Remembering David Sanders' great impact on Graham and area sports

David Sanders was very connected with Graham High School with 23 years of service there.

But when Sanders passed away last month, at the way-too-early age of 53, it hit home all across this area.

There aren’t a lot of sports fans around this area who haven’t been impacted by Sanders whether they knew him by name or not. And those who did are very much missing their friend, their do-everything Director of Operations at Graham High School or their fellow football official and traveling partner.

The Graham Lady Blues volleyball team did a silent auction fundraiser for the Sanders family Friday as their pink-out game. Iowa Park was the opponent and many of the Lady Hawks knew Sanders and pitched in with a shirt that read “Hawks back you, too.”

Meredith and Sarah Sanders surrounded by the Graham varsity and JV volleyball teams following a presentation honoring the late David Sanders.

Sanders was a football official for 24 years, doing both high school and college games. But he loved his Lady Blues. Graham volleyball coach Marci Faulk knew that all along. She coached two of he and his wife Meredith’s daughters, Marleigh and Sarah.

“He always made sure our gyms were taken care of and made sure volleyball didn’t want for anything,” Faulk said.

Faulk thought she and her team were special to Sanders. “Apparently he made every coach feel that way,” she said. “He took a lot of pride in the way our facilities looked.”

Meredith Sanders has been the tournament director at the Lu Allen Memorial, named for the former Graham volleyball coach, which meant David had duties as well.

Meredith Sanders and her daughter, Sarah Sanders, receive an inspirational message from Shanna Iles during a presentation remembering the late David Sanders.

“This year they discovered he had cancer the week of the Lu Allen and both were adamant about still working our tournament – total troopers,” Faulk said. “David was in the back gym doing the clock in the back gym all day. A lot of people didn’t know (his condition), but he was right there working.”

Longtime official Troy Wolfe can’t really believe he lost a best friend so quick. Just last week it was Texas-Oklahoma week. The duo used to go down to the Cotton Bowl on the spur of the moment without tickets and find one when they got there and create another memory. It just wasn’t right this year without Sanders.

“I’ve known and called with him for 18 years,” Wolfe said. “It (the great friendship) just happens organically. Anytime you spend that much time around somebody and I had to speak at his funeral. I met him when I was dating my wife and she lived in Graham and she worked at the city pool where he was the manager. I probably didn’t like him then because he was still coaching in Graham and I grew up in Breckenridge and we had a rivalry back then.”

But when they started calling games together, a lifetime bond formed.

“We struck up a friendship and it never was the same; we spent thousands and thousands of miles together,” Wolfe said. “It’s still tough. It happened so fast.”

Faulk knew Sanders for his job and as a church friend, but she also saw the parent side of him up close.

David Sanders with his Wichita Falls-area officiating team at Memorial Stadium.

“Sundays was his day to take them to club in Wichita Falls,” Faulk said. “He was off and he looked forward to his day with the girls, investing his time in them.”
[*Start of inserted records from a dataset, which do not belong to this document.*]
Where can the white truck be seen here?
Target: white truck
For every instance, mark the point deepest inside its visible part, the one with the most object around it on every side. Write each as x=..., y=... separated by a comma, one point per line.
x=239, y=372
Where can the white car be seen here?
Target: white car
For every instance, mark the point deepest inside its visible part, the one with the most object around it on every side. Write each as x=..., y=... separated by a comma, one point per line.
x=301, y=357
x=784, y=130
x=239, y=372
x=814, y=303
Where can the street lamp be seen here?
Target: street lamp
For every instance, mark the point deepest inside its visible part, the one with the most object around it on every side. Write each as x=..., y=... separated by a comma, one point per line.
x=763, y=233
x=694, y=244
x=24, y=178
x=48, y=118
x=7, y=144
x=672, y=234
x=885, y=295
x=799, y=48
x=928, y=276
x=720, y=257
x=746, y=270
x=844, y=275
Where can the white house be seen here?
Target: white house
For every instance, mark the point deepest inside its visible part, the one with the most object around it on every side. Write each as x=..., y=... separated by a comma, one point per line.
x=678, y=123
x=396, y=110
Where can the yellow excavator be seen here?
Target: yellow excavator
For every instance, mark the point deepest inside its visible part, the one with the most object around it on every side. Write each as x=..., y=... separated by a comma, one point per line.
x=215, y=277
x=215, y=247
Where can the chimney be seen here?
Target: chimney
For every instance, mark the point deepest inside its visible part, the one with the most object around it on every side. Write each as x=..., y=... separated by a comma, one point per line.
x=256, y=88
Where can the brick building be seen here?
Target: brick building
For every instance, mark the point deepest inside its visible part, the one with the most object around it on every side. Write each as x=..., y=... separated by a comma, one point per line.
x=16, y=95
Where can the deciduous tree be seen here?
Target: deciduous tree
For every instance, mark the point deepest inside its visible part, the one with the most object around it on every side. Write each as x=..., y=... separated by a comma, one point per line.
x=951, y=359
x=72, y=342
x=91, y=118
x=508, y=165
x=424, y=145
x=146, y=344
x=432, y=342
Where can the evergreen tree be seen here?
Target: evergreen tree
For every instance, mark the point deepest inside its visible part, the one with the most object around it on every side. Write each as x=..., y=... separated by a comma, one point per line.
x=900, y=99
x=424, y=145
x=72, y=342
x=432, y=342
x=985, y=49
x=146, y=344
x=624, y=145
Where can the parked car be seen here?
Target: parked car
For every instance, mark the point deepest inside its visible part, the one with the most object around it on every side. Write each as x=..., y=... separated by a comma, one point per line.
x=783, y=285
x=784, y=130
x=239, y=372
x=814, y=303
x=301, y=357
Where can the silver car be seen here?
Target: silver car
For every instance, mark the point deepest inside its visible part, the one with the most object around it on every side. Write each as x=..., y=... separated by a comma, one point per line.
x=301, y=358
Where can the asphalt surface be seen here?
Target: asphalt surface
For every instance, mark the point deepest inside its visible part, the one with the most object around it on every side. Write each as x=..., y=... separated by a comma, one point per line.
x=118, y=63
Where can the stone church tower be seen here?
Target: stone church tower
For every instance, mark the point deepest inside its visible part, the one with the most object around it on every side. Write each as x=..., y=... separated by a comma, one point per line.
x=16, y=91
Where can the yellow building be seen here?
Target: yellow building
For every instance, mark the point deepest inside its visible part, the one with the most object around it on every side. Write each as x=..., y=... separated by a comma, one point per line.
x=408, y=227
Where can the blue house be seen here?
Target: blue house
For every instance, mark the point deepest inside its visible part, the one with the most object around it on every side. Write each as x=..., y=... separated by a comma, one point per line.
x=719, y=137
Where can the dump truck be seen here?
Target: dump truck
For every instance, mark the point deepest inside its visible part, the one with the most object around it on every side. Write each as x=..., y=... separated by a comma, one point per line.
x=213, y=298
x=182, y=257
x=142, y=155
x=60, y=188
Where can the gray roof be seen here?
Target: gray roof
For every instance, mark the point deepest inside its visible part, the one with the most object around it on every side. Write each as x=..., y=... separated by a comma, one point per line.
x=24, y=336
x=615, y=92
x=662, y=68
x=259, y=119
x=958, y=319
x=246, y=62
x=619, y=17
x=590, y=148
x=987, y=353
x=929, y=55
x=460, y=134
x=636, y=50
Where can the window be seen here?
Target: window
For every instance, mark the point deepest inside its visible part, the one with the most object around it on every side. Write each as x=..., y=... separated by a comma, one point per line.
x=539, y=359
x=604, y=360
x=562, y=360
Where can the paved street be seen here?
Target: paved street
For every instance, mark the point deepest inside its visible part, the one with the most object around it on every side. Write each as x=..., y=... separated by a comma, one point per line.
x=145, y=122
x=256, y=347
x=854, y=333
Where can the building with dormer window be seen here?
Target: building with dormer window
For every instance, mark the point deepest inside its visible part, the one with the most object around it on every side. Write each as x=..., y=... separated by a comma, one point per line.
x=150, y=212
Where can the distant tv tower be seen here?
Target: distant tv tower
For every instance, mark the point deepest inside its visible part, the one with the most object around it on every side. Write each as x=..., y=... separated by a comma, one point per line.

Trying to talk Sanders out of helping at his daughter’s final Lu Allen Tournament he would see was a losing cause. But the gains and wins Sanders contributed to will continue to build up. The Abilene officiating chapter heard about what was going on Friday and wanted to donate $1,000. He’s used to surveying the field as an official, but likely didn’t realize his impact that he can now see from above.
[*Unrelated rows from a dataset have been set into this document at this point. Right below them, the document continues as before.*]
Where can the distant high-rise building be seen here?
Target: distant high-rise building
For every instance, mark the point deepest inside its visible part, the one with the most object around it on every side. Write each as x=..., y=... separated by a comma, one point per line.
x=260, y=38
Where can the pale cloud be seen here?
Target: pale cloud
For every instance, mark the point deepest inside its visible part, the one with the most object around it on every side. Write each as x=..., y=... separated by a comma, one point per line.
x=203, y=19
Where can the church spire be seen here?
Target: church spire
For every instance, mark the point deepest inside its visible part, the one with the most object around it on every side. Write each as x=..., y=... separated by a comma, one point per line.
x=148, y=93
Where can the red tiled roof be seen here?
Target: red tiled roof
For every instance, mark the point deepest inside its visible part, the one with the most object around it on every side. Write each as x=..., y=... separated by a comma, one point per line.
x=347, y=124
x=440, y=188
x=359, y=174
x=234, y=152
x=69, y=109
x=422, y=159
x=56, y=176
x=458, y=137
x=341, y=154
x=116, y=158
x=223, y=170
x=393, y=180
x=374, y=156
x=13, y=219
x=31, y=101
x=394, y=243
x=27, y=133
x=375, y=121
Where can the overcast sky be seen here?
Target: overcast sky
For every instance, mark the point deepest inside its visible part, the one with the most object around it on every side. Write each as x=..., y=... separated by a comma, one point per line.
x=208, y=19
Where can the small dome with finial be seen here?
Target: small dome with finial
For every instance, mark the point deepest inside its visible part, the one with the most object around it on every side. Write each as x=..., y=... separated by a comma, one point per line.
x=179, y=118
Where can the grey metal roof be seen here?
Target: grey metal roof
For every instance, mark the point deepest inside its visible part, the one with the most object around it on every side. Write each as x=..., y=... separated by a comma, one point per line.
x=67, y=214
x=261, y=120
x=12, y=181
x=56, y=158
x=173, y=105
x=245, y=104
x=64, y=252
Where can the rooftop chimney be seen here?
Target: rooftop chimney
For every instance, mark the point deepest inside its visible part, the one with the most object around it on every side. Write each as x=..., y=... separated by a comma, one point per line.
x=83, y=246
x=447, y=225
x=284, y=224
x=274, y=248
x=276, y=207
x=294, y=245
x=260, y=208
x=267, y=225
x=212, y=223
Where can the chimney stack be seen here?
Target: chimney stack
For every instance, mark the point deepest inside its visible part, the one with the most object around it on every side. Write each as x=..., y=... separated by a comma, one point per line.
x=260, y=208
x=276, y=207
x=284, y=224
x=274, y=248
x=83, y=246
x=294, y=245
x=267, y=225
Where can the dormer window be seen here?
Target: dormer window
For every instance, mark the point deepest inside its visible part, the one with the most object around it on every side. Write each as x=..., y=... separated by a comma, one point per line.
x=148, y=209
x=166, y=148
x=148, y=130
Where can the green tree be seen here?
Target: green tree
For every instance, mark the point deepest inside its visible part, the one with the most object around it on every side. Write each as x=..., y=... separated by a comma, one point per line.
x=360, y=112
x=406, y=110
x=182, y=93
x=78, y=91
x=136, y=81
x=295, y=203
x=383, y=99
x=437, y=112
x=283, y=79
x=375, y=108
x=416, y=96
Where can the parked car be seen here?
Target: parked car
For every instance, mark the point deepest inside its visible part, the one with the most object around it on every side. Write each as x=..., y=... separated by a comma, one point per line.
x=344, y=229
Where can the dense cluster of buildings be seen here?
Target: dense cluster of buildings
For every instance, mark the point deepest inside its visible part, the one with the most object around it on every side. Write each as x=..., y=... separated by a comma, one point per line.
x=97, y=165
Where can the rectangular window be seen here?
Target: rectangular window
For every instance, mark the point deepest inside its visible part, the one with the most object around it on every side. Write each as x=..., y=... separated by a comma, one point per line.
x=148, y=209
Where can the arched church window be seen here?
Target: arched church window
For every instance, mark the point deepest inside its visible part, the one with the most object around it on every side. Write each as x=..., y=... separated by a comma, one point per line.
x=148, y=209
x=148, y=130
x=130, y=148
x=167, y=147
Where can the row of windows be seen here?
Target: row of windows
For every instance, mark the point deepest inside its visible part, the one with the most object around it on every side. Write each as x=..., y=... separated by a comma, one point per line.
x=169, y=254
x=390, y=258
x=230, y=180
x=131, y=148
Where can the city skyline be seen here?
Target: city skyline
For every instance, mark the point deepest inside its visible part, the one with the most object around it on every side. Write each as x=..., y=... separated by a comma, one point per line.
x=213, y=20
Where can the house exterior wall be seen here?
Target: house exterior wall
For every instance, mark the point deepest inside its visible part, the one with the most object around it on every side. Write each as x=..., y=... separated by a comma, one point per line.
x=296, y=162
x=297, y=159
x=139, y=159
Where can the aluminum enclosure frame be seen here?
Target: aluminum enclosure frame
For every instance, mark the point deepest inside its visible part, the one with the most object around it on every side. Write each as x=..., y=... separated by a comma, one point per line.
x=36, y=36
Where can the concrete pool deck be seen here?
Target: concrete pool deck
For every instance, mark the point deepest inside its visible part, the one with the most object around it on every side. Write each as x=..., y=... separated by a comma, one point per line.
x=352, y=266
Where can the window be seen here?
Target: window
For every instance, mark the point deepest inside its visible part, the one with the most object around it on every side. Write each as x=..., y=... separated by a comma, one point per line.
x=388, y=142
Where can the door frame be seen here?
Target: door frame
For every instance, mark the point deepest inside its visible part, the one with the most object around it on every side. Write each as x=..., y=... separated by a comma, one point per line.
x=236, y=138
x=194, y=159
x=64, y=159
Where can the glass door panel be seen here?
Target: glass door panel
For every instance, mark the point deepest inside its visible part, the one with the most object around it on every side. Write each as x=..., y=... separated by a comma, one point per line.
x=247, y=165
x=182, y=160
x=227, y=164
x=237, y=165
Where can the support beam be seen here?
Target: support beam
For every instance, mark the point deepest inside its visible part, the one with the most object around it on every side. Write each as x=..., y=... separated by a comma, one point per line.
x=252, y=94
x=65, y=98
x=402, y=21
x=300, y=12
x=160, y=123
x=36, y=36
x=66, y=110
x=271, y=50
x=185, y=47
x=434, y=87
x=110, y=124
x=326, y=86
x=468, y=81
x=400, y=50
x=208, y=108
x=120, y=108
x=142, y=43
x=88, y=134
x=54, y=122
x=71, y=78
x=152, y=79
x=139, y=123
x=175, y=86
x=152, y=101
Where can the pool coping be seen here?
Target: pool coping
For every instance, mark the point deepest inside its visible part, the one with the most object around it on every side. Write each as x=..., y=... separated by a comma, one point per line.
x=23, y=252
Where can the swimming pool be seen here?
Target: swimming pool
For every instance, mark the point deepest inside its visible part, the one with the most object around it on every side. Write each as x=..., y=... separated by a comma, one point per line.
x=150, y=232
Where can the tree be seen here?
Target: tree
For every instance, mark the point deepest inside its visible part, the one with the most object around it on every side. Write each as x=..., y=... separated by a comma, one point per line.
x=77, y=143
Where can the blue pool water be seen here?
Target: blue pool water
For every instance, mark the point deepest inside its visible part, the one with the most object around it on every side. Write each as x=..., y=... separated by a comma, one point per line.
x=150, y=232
And speaking of being a bright shining light, just one story of the man where Sanders showed what a “doer” he was, as Faulk calls him, was when he was told the Texas Rangers baseball club was switching to LED lights in 2016 and maybe the lights they had would just be thrown out.
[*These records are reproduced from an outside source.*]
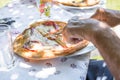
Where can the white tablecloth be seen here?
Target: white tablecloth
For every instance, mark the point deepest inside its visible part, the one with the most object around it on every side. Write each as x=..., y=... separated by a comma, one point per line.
x=64, y=68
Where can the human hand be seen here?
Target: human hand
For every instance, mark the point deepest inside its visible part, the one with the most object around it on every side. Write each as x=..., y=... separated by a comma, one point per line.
x=111, y=17
x=82, y=28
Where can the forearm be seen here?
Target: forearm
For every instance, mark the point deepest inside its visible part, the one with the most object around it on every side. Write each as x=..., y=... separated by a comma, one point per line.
x=109, y=46
x=111, y=17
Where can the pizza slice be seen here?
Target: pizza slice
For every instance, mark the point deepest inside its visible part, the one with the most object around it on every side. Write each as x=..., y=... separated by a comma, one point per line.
x=43, y=40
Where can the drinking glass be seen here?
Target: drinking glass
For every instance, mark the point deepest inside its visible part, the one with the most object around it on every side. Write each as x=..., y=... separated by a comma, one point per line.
x=7, y=58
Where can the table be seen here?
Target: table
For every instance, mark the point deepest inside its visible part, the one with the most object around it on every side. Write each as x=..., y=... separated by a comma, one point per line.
x=64, y=68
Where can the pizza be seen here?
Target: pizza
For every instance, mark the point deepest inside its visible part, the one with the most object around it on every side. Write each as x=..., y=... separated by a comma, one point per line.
x=78, y=3
x=44, y=40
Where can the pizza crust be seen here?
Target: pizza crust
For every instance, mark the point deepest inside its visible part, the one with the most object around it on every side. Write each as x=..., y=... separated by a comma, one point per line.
x=52, y=50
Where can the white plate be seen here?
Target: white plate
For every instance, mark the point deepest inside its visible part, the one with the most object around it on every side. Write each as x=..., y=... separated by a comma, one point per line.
x=72, y=7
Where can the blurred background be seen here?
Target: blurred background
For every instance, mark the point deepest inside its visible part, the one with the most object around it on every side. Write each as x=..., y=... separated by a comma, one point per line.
x=111, y=4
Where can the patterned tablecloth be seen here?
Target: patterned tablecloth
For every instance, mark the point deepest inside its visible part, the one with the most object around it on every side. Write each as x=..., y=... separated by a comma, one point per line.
x=64, y=68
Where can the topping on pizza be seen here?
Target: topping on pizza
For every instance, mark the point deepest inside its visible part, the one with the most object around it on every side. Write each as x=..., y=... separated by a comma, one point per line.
x=43, y=40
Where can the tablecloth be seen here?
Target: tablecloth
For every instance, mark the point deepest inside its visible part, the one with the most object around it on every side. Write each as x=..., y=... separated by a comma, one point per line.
x=64, y=68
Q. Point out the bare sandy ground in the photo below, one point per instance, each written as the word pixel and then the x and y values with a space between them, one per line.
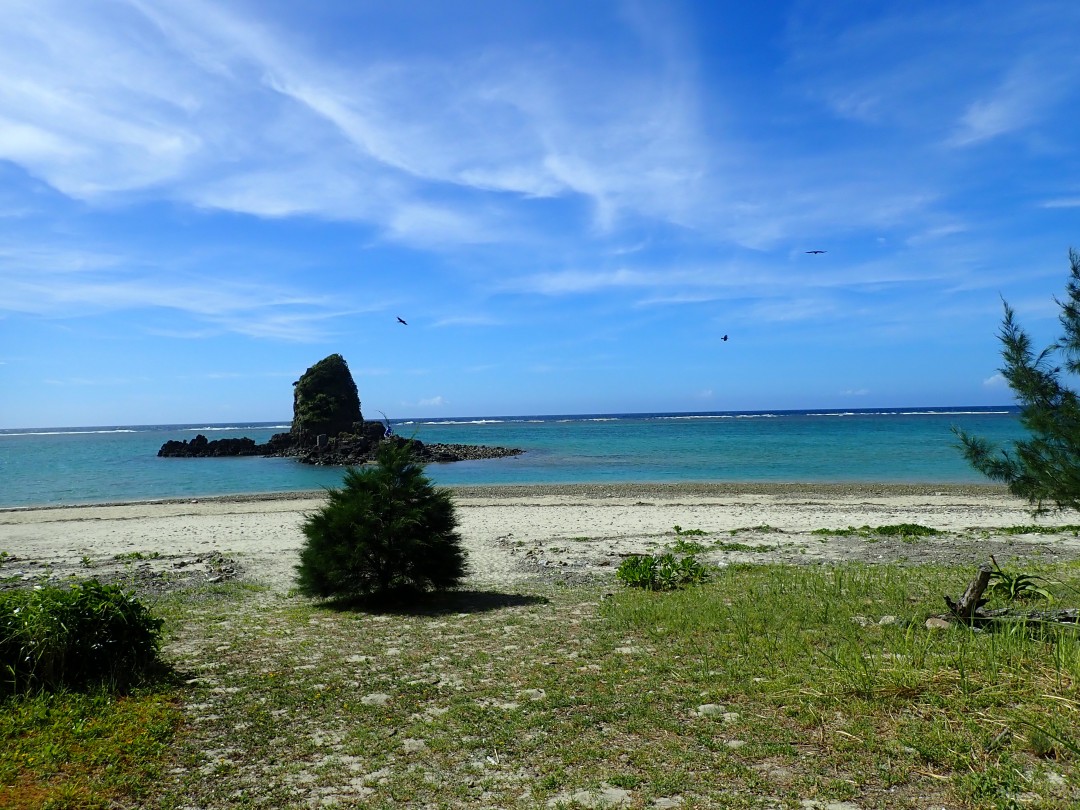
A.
pixel 513 534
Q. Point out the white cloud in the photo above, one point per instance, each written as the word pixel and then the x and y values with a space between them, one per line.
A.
pixel 1064 202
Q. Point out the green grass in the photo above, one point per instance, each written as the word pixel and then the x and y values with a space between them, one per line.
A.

The Graham Leader’s Travis Lisle wrote about how Sanders took a trailer to the stadium that February to pick up 90 lights from Globe Life Park to bring to Newton Field.

David Sanders, left, with best friend and fellow official Troy Wolfe before calling a football game together.

"That was the hardest part," Sanders told the Leader. "Once I got to the ballpark, they led me into the loading docks on the third base line and they started loading the trailer with lights, 30 at a time."

Sanders always wanted his daughters, the Steers and Lady Blues, to be put in the best light possible. And it wasn’t just from his umpire or field judge position that he was always trying to check on forward progress. Forward progress was a lifetime goal. 

David Sanders with his wife Meredith and daughters Sarah, left, and Marleigh. Sarah is a sophomore at Graham High School now and Marleigh is a sophomore at Baylor.